La farmacia ha luchado por surgir desde sus propios rescoldos; hace años que trata de reinventarse, y la atención farmacéutica (algo indefinido legalmente) vino a ser la fórmula idónea para vincular una sociedad cada día más consumidora de medicamentos a un acto mecánico de dispensación (en lo que se había convertido), para lo que se hacía necesaria la figura del llamado “uso racional” de los medicamentos, concepto este que tiene serias implicaciones de los profesionales sanitarios primero y de los ciudadanos después.
Las facilidades para prescribir con cargo a un sistema nacional de salud y la necesidad de rentabilizar una actividad como la de oficina de farmacia con márgenes cada vez más ajustados crean un caldo de cultivo cuando menos peligroso para cuadrar los presupuestos del estado en el gasto farmacéutico y un terreno más que abonado para los departamentos eficaces de inspección.
El Consejo General de Colegios es verdad que lleva tiempo luchando por encontrar esos factores socio/legales que den firmeza al “Decálogo Institucional” que se proclamó en el año 2004, pero también es verdad que el empuje de los profesionales de la farmacia se encuentra con la resistencia de los otros profesionales de la medicina, creo que un desencuentro en toda regla.

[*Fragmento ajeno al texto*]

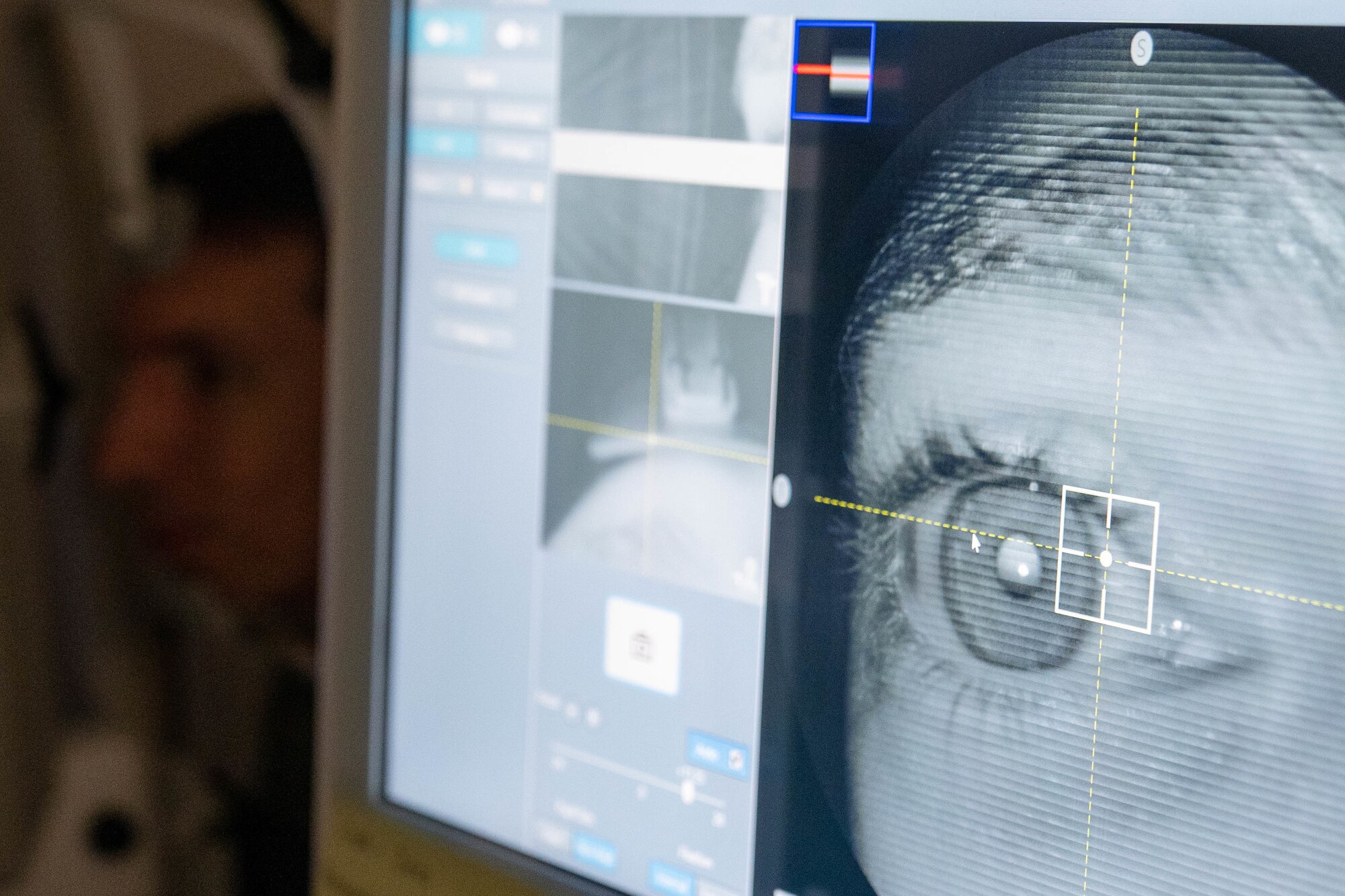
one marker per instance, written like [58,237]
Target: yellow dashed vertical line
[656,362]
[1112,483]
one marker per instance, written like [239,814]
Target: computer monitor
[839,448]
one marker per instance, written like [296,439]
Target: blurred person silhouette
[213,436]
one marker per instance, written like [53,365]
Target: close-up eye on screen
[831,455]
[1070,428]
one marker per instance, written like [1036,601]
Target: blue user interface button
[595,852]
[718,755]
[451,33]
[443,143]
[493,252]
[675,881]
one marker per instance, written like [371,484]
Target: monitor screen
[841,455]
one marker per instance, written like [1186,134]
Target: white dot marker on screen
[1143,48]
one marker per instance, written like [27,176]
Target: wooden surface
[368,854]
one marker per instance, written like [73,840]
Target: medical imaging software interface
[856,456]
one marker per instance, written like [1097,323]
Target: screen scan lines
[1112,481]
[938,524]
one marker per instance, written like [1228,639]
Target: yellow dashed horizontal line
[1266,592]
[1257,591]
[652,439]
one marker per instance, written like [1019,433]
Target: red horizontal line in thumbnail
[808,68]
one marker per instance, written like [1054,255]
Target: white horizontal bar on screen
[642,157]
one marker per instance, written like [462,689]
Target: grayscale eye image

Pero de lo que piensan quienes gobiernan las instituciones ¿que dicen “las bases”?; pues bien disculpen que no sea muy optimista, porque hoy en una oficina de farmacia puedo decir sin temor a equivocarme que en el día a día estos profesionales tienen que manejar cuestiones que afectan a la farmacovigilancia, sustitución de medicamentos y precios de referencia, trazabilidad, protección de datos de carácter personal, seguridad e higiene en el trabajo, registro de recetas, seguimiento farmacoterapéutico, atención farmacéutica sin coste adicional para el ciudadano y ahora también hablaremos, al parecer, de un registro total de los medicamentos dispensados; sin duda una carga de trabajo gratuita, sin precedentes y sin soporte legal por muchas modificaciones que se pretendan.
Tengo que concluir con una máxima: Los farmacéuticos con oficina de farmacia más que iniciar aventuras como la pretendida, necesitan un asesor jurídico detrás y esto sin duda para juristas como es mi caso, es una buena noticia.
Madrid, Enero 2010
Mariano AvilésMuñoz- Farmaiuris abogados
Artículo publicado en Correo Farmacéutico
Entre las medidas anunciadas por el Presidente del Gobierno para reducir el deficit de las cuentas públicas están las que afectan al gasto farmacéutico, que aunque de su lectura parecen tres, en realidad se pueden resumir en dos:
La primera mediante la revisión del precio de los medicamentos excluidos del sistema de precios de referencia; un sistema al que le ha dado continuidad el Partido Socialista, con especial virulencia. Como ya sabe todo el sector el 26 de marzo pasado se publicó en el BOE el Real Decreto-ley 4/2010 de racionalización del gasto farmacéutico con cargo al SNS.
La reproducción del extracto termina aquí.